Валентин с благодарностью улыбнулся.
«Извини причиненные неприятности подробно напишу письмо тчк Крепко обнимаю твой Валентин».
Далее следовал адрес.
Курилов держался просто, общительно и шутливо заявил, что Валентину повезло — работать под руководством такого опытного начальника геологической партии!.. Предложил осмотреть разведочные работы. Валентин охотно согласился.
За чаем Александр Максимович рассказал Валентину, что здесь еще в конце семнадцатого века воевода Власов положил основу горному промыслу, начав разработки свинцовых руд. Но в царские времена правители больше думали о превращении рудников в каторгу. Потому горный промысел в Даурии к началу нашего века зачах. Возрождение края началось после Октября.

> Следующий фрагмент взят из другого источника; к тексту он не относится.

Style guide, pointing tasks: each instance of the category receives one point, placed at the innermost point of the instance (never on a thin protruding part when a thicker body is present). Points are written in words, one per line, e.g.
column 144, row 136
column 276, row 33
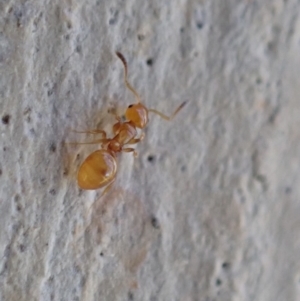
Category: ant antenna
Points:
column 165, row 116
column 123, row 60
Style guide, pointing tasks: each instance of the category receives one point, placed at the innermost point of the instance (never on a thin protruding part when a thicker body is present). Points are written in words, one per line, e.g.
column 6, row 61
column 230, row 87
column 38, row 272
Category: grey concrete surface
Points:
column 210, row 209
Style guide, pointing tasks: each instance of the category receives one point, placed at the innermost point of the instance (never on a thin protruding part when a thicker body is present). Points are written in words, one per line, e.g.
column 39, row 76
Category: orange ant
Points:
column 100, row 168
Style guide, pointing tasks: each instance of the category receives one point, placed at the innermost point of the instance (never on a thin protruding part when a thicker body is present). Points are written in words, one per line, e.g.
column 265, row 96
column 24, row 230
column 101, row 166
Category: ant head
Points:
column 137, row 114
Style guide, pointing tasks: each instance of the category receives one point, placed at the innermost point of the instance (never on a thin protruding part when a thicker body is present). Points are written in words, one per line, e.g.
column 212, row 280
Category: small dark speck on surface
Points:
column 225, row 265
column 151, row 158
column 155, row 222
column 6, row 119
column 130, row 296
column 52, row 191
column 78, row 49
column 43, row 181
column 53, row 147
column 288, row 190
column 200, row 25
column 141, row 37
column 149, row 62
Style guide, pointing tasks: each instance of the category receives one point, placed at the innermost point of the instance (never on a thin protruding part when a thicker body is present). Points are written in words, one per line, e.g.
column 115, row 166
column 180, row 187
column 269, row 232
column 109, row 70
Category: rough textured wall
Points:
column 210, row 208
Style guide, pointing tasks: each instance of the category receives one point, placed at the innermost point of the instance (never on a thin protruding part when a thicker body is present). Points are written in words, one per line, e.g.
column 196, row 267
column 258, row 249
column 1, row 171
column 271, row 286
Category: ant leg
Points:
column 136, row 140
column 128, row 85
column 129, row 150
column 107, row 188
column 93, row 132
column 116, row 128
column 165, row 116
column 92, row 142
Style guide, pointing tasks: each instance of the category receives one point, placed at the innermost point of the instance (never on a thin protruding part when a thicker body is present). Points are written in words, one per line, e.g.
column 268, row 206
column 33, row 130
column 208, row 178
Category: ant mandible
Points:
column 99, row 169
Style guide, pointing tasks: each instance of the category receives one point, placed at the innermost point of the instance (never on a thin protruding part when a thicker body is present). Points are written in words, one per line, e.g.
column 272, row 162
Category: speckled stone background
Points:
column 210, row 209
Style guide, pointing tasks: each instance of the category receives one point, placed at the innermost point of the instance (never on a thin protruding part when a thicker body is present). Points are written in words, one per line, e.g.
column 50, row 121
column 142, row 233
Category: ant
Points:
column 99, row 169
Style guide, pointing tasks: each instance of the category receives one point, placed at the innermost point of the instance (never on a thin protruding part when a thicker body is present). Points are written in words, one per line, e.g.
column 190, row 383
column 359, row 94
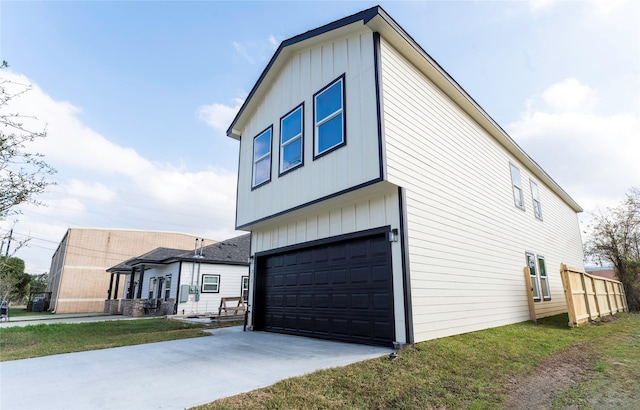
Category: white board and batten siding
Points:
column 466, row 238
column 305, row 72
column 361, row 210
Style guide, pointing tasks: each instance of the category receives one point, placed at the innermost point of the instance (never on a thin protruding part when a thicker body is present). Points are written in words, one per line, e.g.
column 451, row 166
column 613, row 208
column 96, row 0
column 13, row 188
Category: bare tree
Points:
column 23, row 174
column 615, row 237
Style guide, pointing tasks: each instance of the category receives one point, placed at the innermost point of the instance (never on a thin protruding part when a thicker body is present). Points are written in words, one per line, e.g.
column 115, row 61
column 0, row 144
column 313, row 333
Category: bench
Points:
column 232, row 306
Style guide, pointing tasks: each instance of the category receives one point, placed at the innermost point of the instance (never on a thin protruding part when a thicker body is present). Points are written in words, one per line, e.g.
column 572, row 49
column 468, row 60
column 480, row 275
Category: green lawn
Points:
column 47, row 339
column 22, row 311
column 474, row 371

— Наши геологи разведали много новых месторождений металлов, на которых возникли рудники и заводы, — с гордостью заметил Курилов.
Молодые люди сели в новенький «Москвич». Александр Максимович осторожно тронул машину с места. Поворот — и перед ними встала голая гора, изрытая, наподобие мышиных нор, старыми шахтами и штольнями, обрушенные устья которых были видны издалека. «Москвич» с трудом взбирался по крутой дороге. Остановился у просевшего крепления давно заброшенной штольни.
— Здесь работали декабристы, — сказал Александр Максимович, показывая рукой на покосившиеся бревна, торчавшие из земли.
По лестнице они спустились в узкую щель-выработку, стенки ее при свете карбидной лампы искрились свинцовой рудой. Взволнованный Валентин присел на валун, когда-то выщербленный кандальным железом.